Behold the Novint Falcon! You can find out all about this nifty peripheral in the video. And you can read about it at the Level Up blog here.
The device is quite expensive, and in order for a gameplay prioritizing gamer such as myself to deem the product worthy of purchase, games that implement the unique features of the Novint Falcon must be created. I don't think a more visceral force feedback experience slapped on to an FPS is enough. And let's face it, the PC market is saturated with FPSs, RTSs, and RPGs of various types. Without reworking these genres from the ground up to use the Novint Falcon, these genres are likely to poorly implement the technology much like the motion controls in the Sixaxis controller for the PS3. I can't help but think that all the software that utilizes this controller will use it as as nothing more than a glorified rumble pack. Perhaps it's time for the PC market to revisit some of their less popular genres, like puzzle games. Where's my Wii Sports of the Novint Falcon?

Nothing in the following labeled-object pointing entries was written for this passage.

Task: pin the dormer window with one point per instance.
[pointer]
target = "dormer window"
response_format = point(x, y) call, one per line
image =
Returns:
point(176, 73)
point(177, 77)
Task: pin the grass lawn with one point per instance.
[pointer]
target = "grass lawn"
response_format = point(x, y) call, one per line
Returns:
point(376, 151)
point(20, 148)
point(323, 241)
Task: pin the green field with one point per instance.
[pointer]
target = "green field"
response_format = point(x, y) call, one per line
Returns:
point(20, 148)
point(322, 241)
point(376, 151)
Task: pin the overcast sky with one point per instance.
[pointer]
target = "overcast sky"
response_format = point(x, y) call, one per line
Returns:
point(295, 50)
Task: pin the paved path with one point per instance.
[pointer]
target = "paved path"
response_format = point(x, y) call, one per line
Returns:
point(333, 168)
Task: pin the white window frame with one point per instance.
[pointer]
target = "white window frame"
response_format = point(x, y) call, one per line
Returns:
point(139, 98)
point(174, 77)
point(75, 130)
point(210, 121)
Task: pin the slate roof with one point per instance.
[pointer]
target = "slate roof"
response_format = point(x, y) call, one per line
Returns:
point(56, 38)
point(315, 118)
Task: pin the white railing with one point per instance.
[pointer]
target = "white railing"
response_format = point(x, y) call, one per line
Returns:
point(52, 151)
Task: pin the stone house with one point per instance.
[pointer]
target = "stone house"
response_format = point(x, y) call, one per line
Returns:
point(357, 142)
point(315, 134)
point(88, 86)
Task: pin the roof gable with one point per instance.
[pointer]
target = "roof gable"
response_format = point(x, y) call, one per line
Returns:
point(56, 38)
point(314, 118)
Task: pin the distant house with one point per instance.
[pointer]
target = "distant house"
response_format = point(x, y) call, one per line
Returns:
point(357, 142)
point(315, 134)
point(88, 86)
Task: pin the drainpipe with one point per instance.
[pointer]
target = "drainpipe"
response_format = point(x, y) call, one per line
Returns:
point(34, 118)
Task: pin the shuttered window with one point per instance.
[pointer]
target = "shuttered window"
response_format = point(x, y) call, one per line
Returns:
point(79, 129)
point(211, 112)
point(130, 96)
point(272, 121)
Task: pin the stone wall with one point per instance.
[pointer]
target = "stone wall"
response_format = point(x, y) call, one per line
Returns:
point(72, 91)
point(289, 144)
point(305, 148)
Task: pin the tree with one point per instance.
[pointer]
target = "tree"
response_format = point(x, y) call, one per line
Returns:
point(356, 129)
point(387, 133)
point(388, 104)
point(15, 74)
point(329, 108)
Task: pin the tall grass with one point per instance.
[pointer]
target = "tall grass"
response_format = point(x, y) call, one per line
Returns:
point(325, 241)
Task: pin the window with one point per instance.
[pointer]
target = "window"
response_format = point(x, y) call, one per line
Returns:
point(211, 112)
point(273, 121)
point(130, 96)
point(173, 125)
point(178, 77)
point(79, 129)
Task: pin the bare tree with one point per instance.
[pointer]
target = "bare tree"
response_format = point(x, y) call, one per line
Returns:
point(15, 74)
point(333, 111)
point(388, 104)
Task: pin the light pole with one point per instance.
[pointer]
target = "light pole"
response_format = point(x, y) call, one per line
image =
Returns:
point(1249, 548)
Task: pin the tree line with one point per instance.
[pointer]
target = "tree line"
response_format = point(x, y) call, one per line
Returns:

Skepticism aside, I've played with a similar device while it was still being developed in a college lab many years ago. It is an amazing device in and of itself that provides a little glimpse into a future seen in many scifi films. So, along with all the other design challenges and projects that I've been wrestling with, I've decided to add this one into the mix.
Design Challenge: What kind of game or mechanic, would you develop to take full advantage of the Novint Falcon keeping in mind all of our favorite philosophies of Classical game design? Or how would you retool the popular PC genres (FPS, RTS, RPG) to take advantage of the new technology?
I'm already thinking of a Trauma Center style game where players get to reach inside human bodies and use the delicate 3d controller to perform surgeries. It's a messy job, but someone has to do it.